SACRAMENTO (KRON) – For the second time in a matter of weeks, the State Emergency Operations Center is up and running for power shutdowns.
“We’re just assessing the situation, making sure we’re working with the local impacted communities and making sure if there are any needs at all that we can address, then we’ll provide it immediately,” Bryan May, the Cal OES spokesperson, said.
Emergency responders watched as the number of blacked-out customers climbed into the triple digits Wednesday.
A big black screen overhead shows the number and location of the shutoffs.
California is bracing for 353,000 customers of investor-owned utility companies to be without power, PG&E accounting for half of the outages.
State officials adamant they are pushing PG&E to communicate effectively this time compared to the big blackout earlier this month.

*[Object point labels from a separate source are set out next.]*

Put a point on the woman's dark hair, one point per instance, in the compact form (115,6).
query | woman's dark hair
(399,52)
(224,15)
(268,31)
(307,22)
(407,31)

PG&E’s CEO suggested Governor Newsom consider allowing a state agency to make the final decision on whether to shut off power during high-fire threat weather events.
Governor Newsom weighed in on this earlier this week.
“That’s a bailout to PG&E and I do not support bailing out PG&E. It’s interesting – San Diego Gas and electric is not asking for that because they’re able to do that in a way that’s responsible. They have to do their job, and if they don’t want to do their job, and if they want to submit that they can’t do their job, then that is a different conversation,” Newsom said.
The emergency operations center had never been activated for a power shut off until PG&E’s intentional outage from a few weeks ago.
Officials say state leaders are discussing whether the emergency center will be activated every time the giant utility decides to shut off the power.